The following is via the Montreal Gazette:
The provincial government says it has come to an agreement with a local Hasidic school that will allow about 150 boys to receive secular instruction at home while continuing to attend the school for religious lessons.
Administrators at the Yeshiva Toras Moshe Academy, located in Outremont, have agreed to work in tandem with the ministry of education and the English Montreal School Board to provide students with the minimum education requirements set out in Quebec law. The out-of-court settlement is designed to prevent further legal wrangling over the academy’s largely religious curriculum.
The elementary school, which caters only to boys and has been operating for more than six decades, does not hold a license from the ministry of education and is therefore illegal. The government previously tried to shut it down in 2010 because the teachers were not properly accredited and devoted only six hours of instruction a week to secular subjects.
Under the new agreement, announced on Tuesday, the academy has reportedly agreed not to attempt to seek a license from the province. The boys will receive some math and English lessons at Yeshiva Toras Moshe, but the majority of their secular instruction will be done at home by their parents.
That came as a surprise to the EMSB, which will be responsible for meeting with the parents at least twice a year, overseeing the home-school curricula and administering exams. Newly re-elected EMSB chairperson Angela Mancini said the board will do everything possible to accommodate the new students, but the sudden influx of 150 home-schooled children into the system could prove challenging.
“I would venture to say that we’re going to probably need to add resources into our home-schooling department because obviously these are not the kind of numbers that we usually have,” Mancini said. “We certainly gave out information about home-schooling to the community, but that’s as far as we went … I assume they’ll either be asking for home-schooling or registering in one of our schools.”
Last April, Education Minister Yves Bolduc promised that the department would crack down on illegal Hasidic schools in Quebec, halting all government subsidies of those institutions. Yeshiva Toras Moshe does not receive any provincial funding.
(Source: Montreal Gazette)
7 Responses
Wow. This may be the most important thing to happen to Jewish education in years. The combination of government supported “home schooling” along with a very traditional Torah “in school” is something we should all be considering. It offers parents a cheap way of getting a secular education without disrupting Torah studies. Parents who want a high level secular education, along with high level Torah, can do so. And this is being endorsed by the most traditional of Torah schools, and by a government that does not have a reputation of being “home school friendly.”

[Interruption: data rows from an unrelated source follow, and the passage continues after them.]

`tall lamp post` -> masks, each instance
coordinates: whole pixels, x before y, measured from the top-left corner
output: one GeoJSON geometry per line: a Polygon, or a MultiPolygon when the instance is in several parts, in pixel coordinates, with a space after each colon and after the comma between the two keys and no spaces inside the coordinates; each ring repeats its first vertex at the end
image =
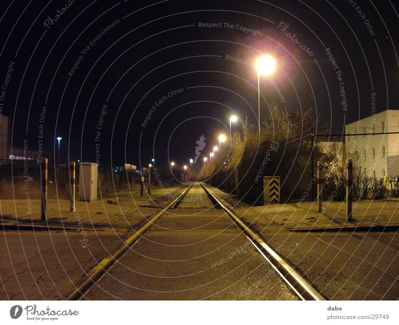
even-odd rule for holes
{"type": "Polygon", "coordinates": [[[256,60],[256,70],[258,72],[258,122],[259,137],[260,139],[260,89],[259,79],[261,74],[269,75],[276,68],[276,61],[271,55],[262,55],[256,60]]]}

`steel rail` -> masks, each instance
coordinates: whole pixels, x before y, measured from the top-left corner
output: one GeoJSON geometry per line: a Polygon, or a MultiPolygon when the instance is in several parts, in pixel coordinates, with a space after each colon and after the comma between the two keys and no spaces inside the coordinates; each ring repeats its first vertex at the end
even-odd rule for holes
{"type": "Polygon", "coordinates": [[[283,280],[294,290],[302,300],[323,301],[326,299],[297,272],[290,265],[272,249],[259,236],[239,218],[225,207],[202,183],[200,182],[206,194],[214,203],[222,209],[235,224],[239,227],[251,240],[255,247],[277,271],[283,280]]]}
{"type": "Polygon", "coordinates": [[[143,226],[137,230],[134,234],[126,239],[123,246],[119,248],[108,257],[103,259],[99,263],[92,267],[85,273],[72,287],[66,291],[63,295],[66,297],[66,300],[78,300],[83,297],[94,286],[107,271],[112,267],[122,257],[132,246],[137,241],[143,234],[147,231],[155,222],[162,217],[169,209],[175,206],[179,200],[184,197],[191,188],[194,183],[189,186],[176,199],[172,201],[168,206],[161,209],[161,211],[149,220],[143,226]]]}

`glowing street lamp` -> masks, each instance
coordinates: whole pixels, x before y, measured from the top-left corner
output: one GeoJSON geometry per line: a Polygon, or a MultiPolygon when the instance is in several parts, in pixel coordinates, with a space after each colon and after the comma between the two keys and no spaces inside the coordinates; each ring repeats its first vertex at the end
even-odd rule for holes
{"type": "MultiPolygon", "coordinates": [[[[230,134],[231,134],[231,122],[235,123],[238,119],[236,115],[231,115],[230,117],[230,134]]],[[[231,136],[231,135],[230,135],[231,136]]]]}
{"type": "Polygon", "coordinates": [[[259,124],[259,136],[260,138],[260,90],[259,88],[259,76],[260,74],[269,75],[276,69],[276,61],[271,55],[262,55],[256,60],[256,70],[258,72],[258,122],[259,124]]]}
{"type": "Polygon", "coordinates": [[[226,137],[225,135],[224,135],[224,134],[220,134],[219,136],[219,147],[221,147],[221,143],[222,142],[224,142],[226,140],[227,140],[227,138],[226,137]]]}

That is the only way to go “SATMAR”. They have “si’yato dishma’yo” in every thing they do.
#1
agree
this should be copied all over
Wait till next year when they realize this was just a stall tactic and the kids don’t learn anything at home.
“It offers parents a cheap way of getting a secular education without disrupting Torah studies. ”
A better and even less expensive way is what other Jewish schools — many of them charedi — in the provinces of Quebec and British Columbia do: Accept government funding for the secular studies component.
We whine and moan about not having access to government funds here in the US, but in Canada, where it is available, we turn it down. STOO-PID.
And will the students be required to take exams? Will they graduate with a high school diploma or its equivalency?
It’s actually smart of Satmar to not accept money for education for if they do they must teach stuff against their beliefs. Same holds true everywhere. Whoever controls the purse stings has the final say.
Even here in NYC our yeshivas are finding it difficult to meet the UPK guidelines.
And the article specifically mentions exams “That came as a surprise to the EMSB, which will be responsible for meeting with the parents at least twice a year, overseeing the home-school curricula and administering exams.”
I’d assume if one passes the exams a diploma is par for the course.